The Standing Rock Sioux Tribe has issued a statement with regard to the continuing impasse between the Tribe and Energy Transfer Partners, the company behind the Dakota Access Pipeline.
"Today, the U.S. Army Corps of Engineers announced that it will not be granting the easement to cross Lake Oahe for the proposed Dakota Access Pipeline," Dave Archambault II, the Standing Rock Sioux tribal chairman, said in the statement.
USA Today described the U.S. Army's DAPL move as putting a "halt" to construction of the controversial project underneath Lake Oahe, described as a "reservoir behind" the Missouri River. The Lake Oahe section of the pipeline is said to be one of the last left incomplete, with the majority of the rest of the DAPL already finished.
U.S. Secretary of the Army Eric Fanning was reported to have contacted the leaders of the Tribe of the intent of the administration to put a stop to construction of the pipeline.
Archambault's release states that instead of crossing the lake, the U.S. Army-DAPL plan now includes an "environmental impact statement" to analyze the suitability of other pipeline routes.
If completed, the proposed, partially constructed pipeline is intended to transport shale oil from the Bakken oil fields, 1,172 miles to an oil tank farm located Patoka, Illinois, through Iowa and South Dakota.
Jo-Ellen Darcy, the assistant secretary for civil works with the U.S. Army, spoke about the military's intent to work together with the Standing Rock Tribe to find "alternate routes" other than underneath Lake Oahe.
Sixty-three-year-old member of the Standing Rock Sioux Geraldine Agard was said to credit the decision by the Army to a prayer circle conducted earlier in the day, thought to have potentially been the largest ever. Ms. Agard described being "in shock," but also "thrilled."
Celebrations were said to have erupted at the protest site with the news about the DAPL, halted construction, and thoughts toward the futures, including drum circles and fires.
However, not all observers felt satisfied with the news.
"They say one thing and do another," a member of Standing Rock Sioux known as Ghost was quoted by USA Today."We wholeheartedly support the decision of the administration and commend with the utmost gratitude the courage it took on the part of President Obama, the Army Corps, the Department of Justice and the Department of the Interior to take steps to correct the course of history and to do the right thing," the Sioux release with regard to the U.S. Army-Standing Rock situation states.
The Standing Rock Sioux expressed hope that President-elect Donald Trump and North Dakota Jack Governor Dalrymple will "respect this decision and understand the complex process" that has led the U.S Army and the Standing Rock Sioux Tribe to this point.

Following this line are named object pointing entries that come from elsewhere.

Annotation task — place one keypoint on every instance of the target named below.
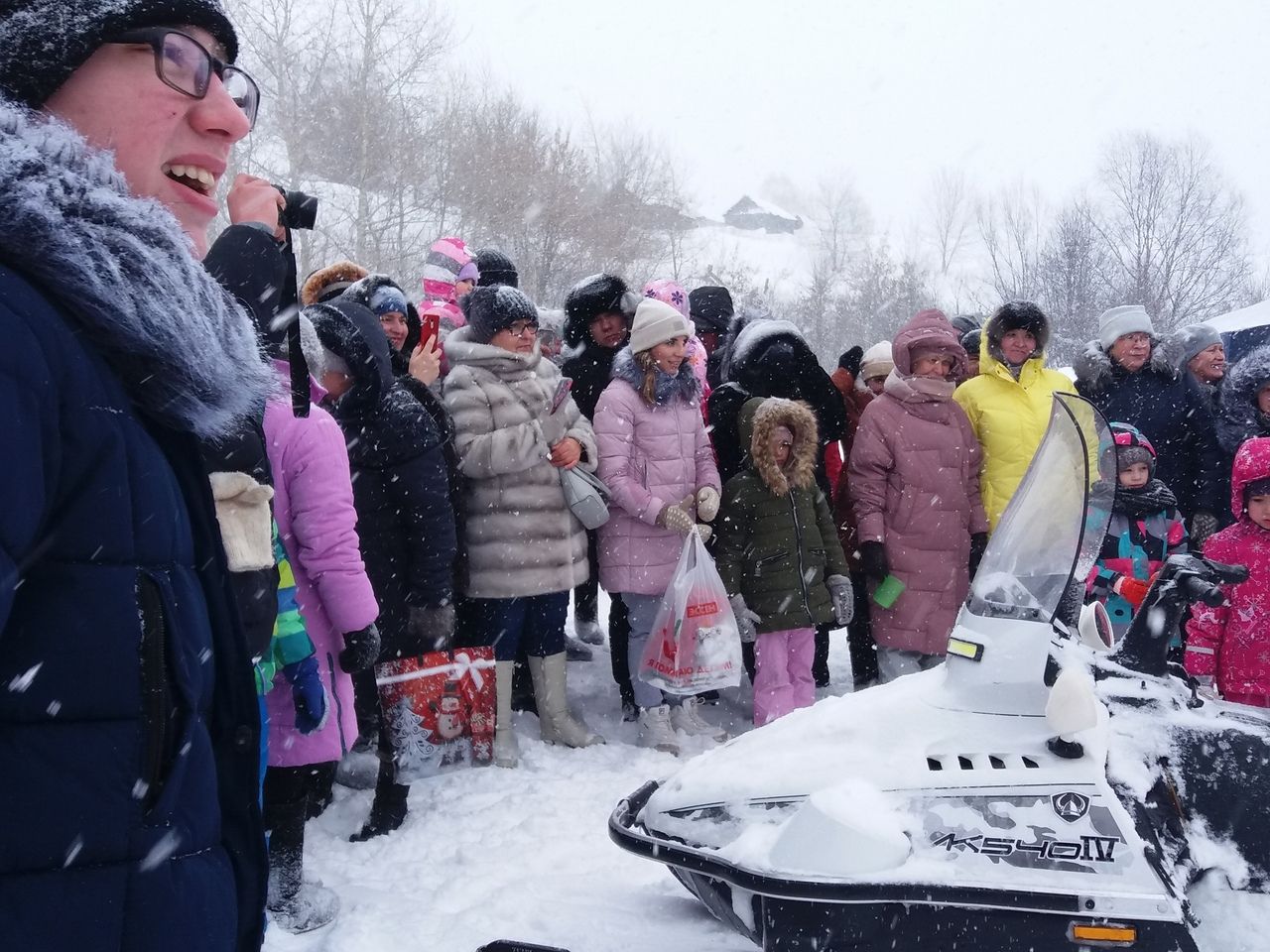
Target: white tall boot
(506, 752)
(558, 725)
(688, 717)
(656, 730)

It has been noted that Donald Trump could overturn the move by the Obama administration once he has taken office on January 20.
The Tribe specifically addressed tensions that had mounted between members and the many law enforcement agencies involved in the Standing Rock DAPL conflict, stating a desire that the two groups can "heal our relationship" and continue to ensure the "safety" and "protect the lives" of people involved.

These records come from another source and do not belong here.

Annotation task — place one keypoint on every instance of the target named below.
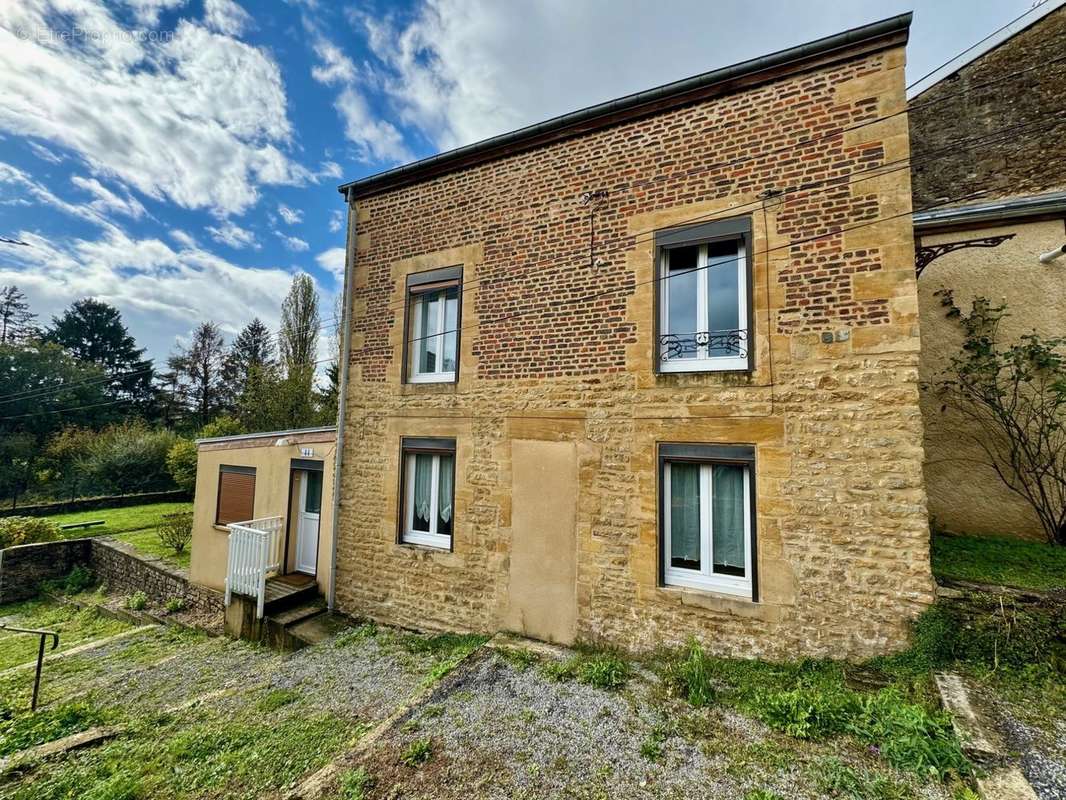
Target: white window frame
(417, 337)
(703, 362)
(431, 539)
(705, 578)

The statement continues, describing a system "stacked" against the Tribe and the courage displayed by President Obama and his administration.
A pro-pipeline lobbyist, Craig Stevens with the Midwest Alliance for Infrastructure Now, called the move by the Army Corp of Engineers a "rejection" of the involved judicial system and regulatory systems.
Stevens professed a hope that this is not the "final word" on the Dakota Access Pipeline and noted that President-elect Trump will take office in 47 days.